ACT scores for the class of 2012 are out, and the results are worrisome: More than half of last year's graduating class is not prepared for colllege or a career, though improving scores in math and science show promise.
Over half of seniors -- 52 percent -- took the test last year, which benchmarks reasoning in English, reading, math, and science. Based on how past test-takers performed in their college courses, ACT estimates how students would likely fare in an entry-level course. For each subject, the bar for readiness is set where scores indicate a student has a 75 percent chance or better of earning at least a C in that class.
This year, only 25 percent of students met all four benchmarks, while 60 percent did not meet more than two.
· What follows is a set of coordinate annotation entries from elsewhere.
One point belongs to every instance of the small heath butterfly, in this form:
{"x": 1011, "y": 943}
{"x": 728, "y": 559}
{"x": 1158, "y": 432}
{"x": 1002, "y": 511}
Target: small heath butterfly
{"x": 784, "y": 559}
The brightest sign in the results, though, was that the percentage of students who met the Readiness Bar in math and science have crept up 3 points since 2008, to 46 and 31 percent, respectively. ACT officials acknowledged that statewide STEM initiatives may well have played a part in this.
While the improvement in science and math is commendable, both still lag behind reading and English; further, ever-present achievement gaps still limit the opportunities presented to students of color. African-American seniors averaged the lowest scores at 17.0, a number that contrasts sharply to white students (22.4) and Asian-American students (23.6).
Somewhat controversially, ACT announced earlier this summer that they were creating college- and career-benchmarking tests for 3-10 grades, ostensibly to help track progress toward strong scores on the ACT. However, the move was viewed with suspicion, as the objective of the ACT test, which would be aligned to Common Core and offer instant feedback to teachers, appeared quite similar to the missive of the two consortiums, Smarter Balanced and PARCC, funded with Race To The Top grants. PARCC had initially contracted ACT to develop several items for its test bank.